The validity of the common stock being offered by this prospectus will be passed upon for us by Cooley LLP, San Diego, California.

EXPERTS

Ernst & Young LLP, independent registered public accounting firm, has audited our consolidated financial statements included in our Annual Report on Form 10-K for the year ended December 31, 2021, and the effectiveness of our internal control over financial reporting as of December 31, 2021, as set forth in their reports, which are incorporated by reference in this prospectus and elsewhere in the registration statement. Our financial statements are incorporated by reference in reliance on Ernst & Young LLP’s reports, given on their authority as experts in accounting and auditing.

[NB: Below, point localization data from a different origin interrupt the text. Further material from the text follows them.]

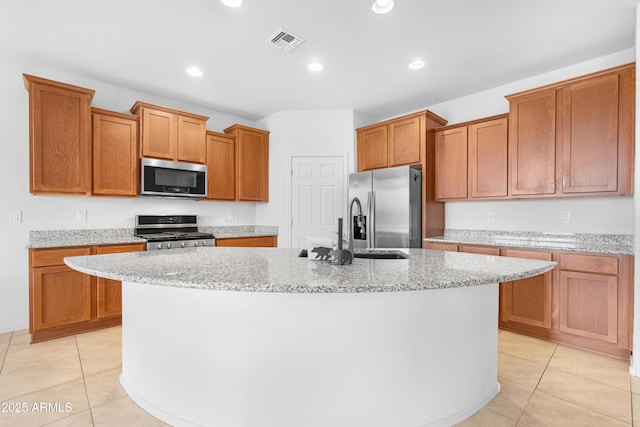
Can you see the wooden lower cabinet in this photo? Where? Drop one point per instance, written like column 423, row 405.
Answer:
column 259, row 241
column 585, row 302
column 596, row 301
column 441, row 246
column 527, row 303
column 64, row 301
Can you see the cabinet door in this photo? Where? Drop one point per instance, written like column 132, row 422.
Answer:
column 253, row 166
column 372, row 148
column 60, row 137
column 158, row 134
column 527, row 301
column 191, row 140
column 109, row 292
column 451, row 163
column 221, row 170
column 488, row 159
column 115, row 155
column 60, row 296
column 532, row 143
column 260, row 241
column 588, row 121
column 404, row 142
column 441, row 246
column 589, row 305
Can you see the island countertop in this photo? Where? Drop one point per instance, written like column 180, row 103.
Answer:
column 281, row 270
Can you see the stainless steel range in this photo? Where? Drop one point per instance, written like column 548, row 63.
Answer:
column 171, row 232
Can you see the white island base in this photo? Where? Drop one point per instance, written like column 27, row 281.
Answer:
column 197, row 357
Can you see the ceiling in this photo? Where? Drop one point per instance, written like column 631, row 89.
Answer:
column 468, row 45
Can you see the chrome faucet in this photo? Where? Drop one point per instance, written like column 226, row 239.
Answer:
column 359, row 221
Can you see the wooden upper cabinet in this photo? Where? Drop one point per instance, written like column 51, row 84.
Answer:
column 115, row 153
column 158, row 134
column 221, row 166
column 191, row 140
column 405, row 141
column 471, row 159
column 252, row 163
column 451, row 162
column 574, row 137
column 59, row 136
column 171, row 134
column 588, row 118
column 372, row 148
column 395, row 142
column 488, row 158
column 532, row 143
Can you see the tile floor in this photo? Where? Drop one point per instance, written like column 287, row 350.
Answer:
column 73, row 381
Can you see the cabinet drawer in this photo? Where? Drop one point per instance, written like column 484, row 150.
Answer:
column 518, row 253
column 452, row 247
column 482, row 250
column 589, row 263
column 46, row 257
column 261, row 241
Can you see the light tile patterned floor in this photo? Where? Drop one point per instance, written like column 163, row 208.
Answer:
column 543, row 384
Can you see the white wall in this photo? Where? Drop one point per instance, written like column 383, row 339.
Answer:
column 301, row 133
column 635, row 360
column 58, row 212
column 597, row 215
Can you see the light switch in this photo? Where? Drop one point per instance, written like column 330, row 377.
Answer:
column 15, row 216
column 81, row 216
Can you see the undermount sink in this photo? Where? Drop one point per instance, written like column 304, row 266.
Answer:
column 381, row 255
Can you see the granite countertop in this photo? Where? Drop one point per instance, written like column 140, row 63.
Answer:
column 615, row 244
column 114, row 236
column 281, row 270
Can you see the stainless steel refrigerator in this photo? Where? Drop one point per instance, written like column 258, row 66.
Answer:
column 385, row 208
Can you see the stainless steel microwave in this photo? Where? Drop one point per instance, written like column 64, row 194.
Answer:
column 161, row 178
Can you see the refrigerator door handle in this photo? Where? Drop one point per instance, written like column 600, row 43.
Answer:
column 371, row 237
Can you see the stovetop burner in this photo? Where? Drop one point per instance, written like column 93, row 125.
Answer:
column 167, row 236
column 171, row 231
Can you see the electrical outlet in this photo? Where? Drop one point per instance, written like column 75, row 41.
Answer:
column 15, row 216
column 81, row 216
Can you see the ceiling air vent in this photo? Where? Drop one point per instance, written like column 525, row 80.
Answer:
column 284, row 39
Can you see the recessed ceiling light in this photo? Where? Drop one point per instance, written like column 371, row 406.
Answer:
column 232, row 3
column 382, row 6
column 194, row 71
column 315, row 66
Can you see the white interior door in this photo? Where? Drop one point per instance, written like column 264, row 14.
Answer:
column 317, row 198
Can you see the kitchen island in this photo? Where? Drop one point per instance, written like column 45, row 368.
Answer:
column 261, row 337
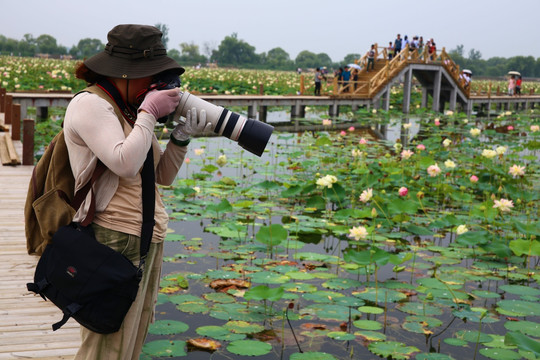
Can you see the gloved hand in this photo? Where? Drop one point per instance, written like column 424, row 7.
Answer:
column 160, row 103
column 193, row 125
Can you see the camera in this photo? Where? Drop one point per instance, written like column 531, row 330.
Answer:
column 252, row 135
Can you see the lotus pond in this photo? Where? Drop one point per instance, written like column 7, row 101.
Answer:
column 336, row 245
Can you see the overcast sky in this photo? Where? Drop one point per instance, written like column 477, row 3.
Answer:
column 494, row 27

WHERE YOU CAN FIND MORE INFORMATION

We are a reporting company and we file annual, quarterly and current reports, proxy statements and other information with the SEC. We have filed with the SEC a registration statement under the Securities Act with respect to the common stock offered hereby. This prospectus, which constitutes a part of the registration statement, does not contain all of the information set forth in the registration statement or the exhibits which are part of the registration statement. For further information with respect to us and the common stock offered by this prospectus, we refer you to the registration statement and the exhibits filed as part of the registration statement. Our SEC filings are available to the public from the SEC’s website at www.sec.gov. We maintain a website at www.acadia-pharm.com. The information contained in, or that can be accessed through, our website is not part of this prospectus.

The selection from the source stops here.